Example 2: The least expensive way to mitigate many problems is to concentrate risks or harms. For example, on cost-benefit grounds, the best site for a factory is the industrial areas, not the residential areas. This means that the risks of fires, cross-contamination, and knock-on-effects of any accidents increase because they are concentrated in small areas. Spreading out the factories somewhat will reduce this risk, but the risk externality is a function of the collective decision to pick the lowest cost areas, not any one cost-benefit analysis.
Additional concern: Optimizing for low social costs as measured by economic methods will involve pushing costs on the poorest people, because they typically have the lowest value-to-avoid-harm.
One other example is rural vs urban, it might be more cost-effective to solve a problem (say school attendance) in cities but costlier in rural settings. Just focusing on urban setting is wrong in this context. It seems discriminatory.
Thanks for writing this.
Could you give an example of this one, please?
I understand these are two different things, but am wondering exactly what problems you are seeing this equivocation causing.

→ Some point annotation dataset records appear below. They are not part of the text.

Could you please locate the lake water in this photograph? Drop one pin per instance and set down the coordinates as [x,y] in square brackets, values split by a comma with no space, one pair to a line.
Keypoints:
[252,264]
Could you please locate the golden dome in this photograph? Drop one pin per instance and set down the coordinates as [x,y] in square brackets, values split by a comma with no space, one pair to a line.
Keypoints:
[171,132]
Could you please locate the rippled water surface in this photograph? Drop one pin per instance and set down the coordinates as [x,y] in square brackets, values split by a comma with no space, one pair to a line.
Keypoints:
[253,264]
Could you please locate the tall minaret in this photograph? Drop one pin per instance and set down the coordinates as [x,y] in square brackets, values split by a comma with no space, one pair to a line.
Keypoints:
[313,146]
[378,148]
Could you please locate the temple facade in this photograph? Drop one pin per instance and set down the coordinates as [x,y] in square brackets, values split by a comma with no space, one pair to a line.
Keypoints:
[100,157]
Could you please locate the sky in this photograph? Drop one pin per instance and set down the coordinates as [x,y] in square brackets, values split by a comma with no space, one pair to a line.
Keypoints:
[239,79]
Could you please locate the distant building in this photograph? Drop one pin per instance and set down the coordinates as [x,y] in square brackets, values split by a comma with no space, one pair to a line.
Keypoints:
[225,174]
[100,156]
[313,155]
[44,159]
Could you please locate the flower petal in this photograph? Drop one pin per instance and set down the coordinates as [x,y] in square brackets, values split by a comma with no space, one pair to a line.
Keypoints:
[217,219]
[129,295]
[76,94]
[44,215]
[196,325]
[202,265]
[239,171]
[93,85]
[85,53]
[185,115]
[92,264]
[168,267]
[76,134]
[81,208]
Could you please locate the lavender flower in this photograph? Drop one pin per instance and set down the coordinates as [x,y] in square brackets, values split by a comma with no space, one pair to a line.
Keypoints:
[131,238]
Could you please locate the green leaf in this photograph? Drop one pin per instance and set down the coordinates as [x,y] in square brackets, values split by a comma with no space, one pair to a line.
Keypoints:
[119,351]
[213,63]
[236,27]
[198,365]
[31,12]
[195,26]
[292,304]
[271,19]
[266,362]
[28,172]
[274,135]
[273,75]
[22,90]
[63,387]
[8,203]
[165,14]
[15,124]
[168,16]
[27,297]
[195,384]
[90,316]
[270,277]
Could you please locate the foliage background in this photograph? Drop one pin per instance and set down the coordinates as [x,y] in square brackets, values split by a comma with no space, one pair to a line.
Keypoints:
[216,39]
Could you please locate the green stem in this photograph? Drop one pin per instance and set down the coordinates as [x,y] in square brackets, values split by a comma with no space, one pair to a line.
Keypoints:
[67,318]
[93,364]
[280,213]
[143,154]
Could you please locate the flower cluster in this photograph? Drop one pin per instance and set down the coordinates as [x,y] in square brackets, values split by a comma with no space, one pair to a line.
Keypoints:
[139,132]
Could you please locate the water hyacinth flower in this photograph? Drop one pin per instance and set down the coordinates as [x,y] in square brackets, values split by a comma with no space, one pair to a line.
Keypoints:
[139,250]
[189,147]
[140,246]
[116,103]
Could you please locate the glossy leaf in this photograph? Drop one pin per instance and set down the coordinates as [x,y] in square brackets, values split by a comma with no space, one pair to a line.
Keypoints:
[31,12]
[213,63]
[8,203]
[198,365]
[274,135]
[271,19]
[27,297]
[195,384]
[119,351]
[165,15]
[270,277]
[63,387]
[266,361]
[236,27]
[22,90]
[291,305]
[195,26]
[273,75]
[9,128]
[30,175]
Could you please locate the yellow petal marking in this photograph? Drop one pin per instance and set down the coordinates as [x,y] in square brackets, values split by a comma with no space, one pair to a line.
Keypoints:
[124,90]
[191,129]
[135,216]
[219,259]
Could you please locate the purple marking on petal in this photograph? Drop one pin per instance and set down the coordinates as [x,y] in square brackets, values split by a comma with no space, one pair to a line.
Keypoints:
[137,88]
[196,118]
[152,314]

Is this a risk-aversion issue?
Yes, the distinction is important for people who want to make sure they had at least some impact (I’ve met some people like that). Also, after reading GiveWell’s CEA, you might be tempted to say “I donated $7000 to AMF so I saved two lives.” Interpreting their CEA this way would be misleading, even if it’s harmless. Maybe you saved 0, maybe you saved 4 (or maybe it’s more complicated because AMF, GiveWell, and whoever invented bednets should get some credit for saving those lives as well, etc.).
Another related problem is that probabilities in CEAs are usually subjective Bayesian probabilities. It’s important to recognize that such probabilities are not always on equal footing. E.g., I remember how people used to say things like “I think this charity has at least 0.000000001% chance of saving the world. If I multiply by how many people I expect to ever live… Oh, so it turns out that it’s way more cost-effective than AMF!” I think that this sort of reasoning is important but it often ignores the fact that the 0.000000001% probability is not nearly as robust as probabilities GiveWell uses. Hence you are more likely to fall for the Optimizer’s Curse. In other words, choosing between AMF and the speculative charity here feels choosing between eating at a restaurant with one 5 star Yelp review and eating at a restaurant with 200 Yelp reviews averaging 4.75 star (wording stolen from Karnofsky (2016). I'd choose the latter restaurant.
Also, an example where the original point came up in practice can be seen in this comment.
Do you have any thoughts on how we should change our current approach, if at all, to using and interpreting CEEs in light of these issues?
Not really. I just think that we should be careful when using CEEs. Hopefully, this post can help with that. I think it contains little new info for people who have been working with CEEs for a while. I imagine that these are some of the reasons why GiveWell and ACE give CEEs only limited weight in recommending charities.
Maybe I’d like some EAs to take CEEs less literally, understand that they might be misleading in some way, and perhaps analyze the details before citing them. I think that CEEs should start conversations, not end them. I also feel that early on some non-robust CEEs were overemphasized when doing EA outreach, but I’m unsure if that’s still a problem nowadays.